BP Whiting Refinery. Photo credit: Post-Tribune of Northwest Indiana

BP Whiting Refinery. Photo credit: Post-Tribune of Northwest Indiana

BP’s Whiting Refinery, now undergoing a modernization project to refine more tar sands bitumen from northern Alberta by 2013, currently has a capacity of 405,000 barrels a day and is located in Whiting, Indiana on the shores of Lake Michigan. About 10 percent of its capacity now comes from the tar sands. It is fed by the Enbridge pipeline that burst in July 2010 and spilled more than 23,000 barrels of crude oil – with the spill site including Talmadge Creek and a 48-kilometre length of the Kalamazoo River which connects to Lake Michigan. The refinery has its wastewaster treatment plant in Chicago, Illinois, also on Lake Michigan.

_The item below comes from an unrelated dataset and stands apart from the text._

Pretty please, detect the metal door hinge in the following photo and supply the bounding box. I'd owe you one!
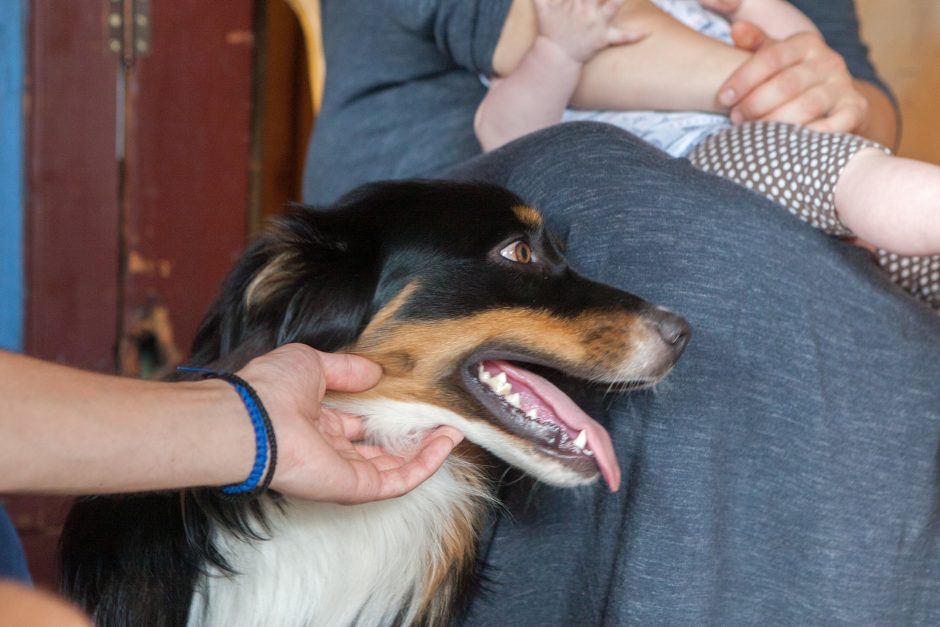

The New York Times recently reported, “BP, the British oil giant, owns the century-old Standard refinery, the largest inland oil refinery in the United States. …(A citizens group called the Calumet Project) are especially concerned now that the refinery is undergoing a large expansion to process more Canadian tar sands oil by 2013. …Chicago politicians and advocates for the Great Lakes raised a huge outcry in 2007 when Indiana officials granted BP a new permit that would allow it to release significantly increased amounts of ammonia and suspended solids, or sludge, into Lake Michigan as part of the expansion.”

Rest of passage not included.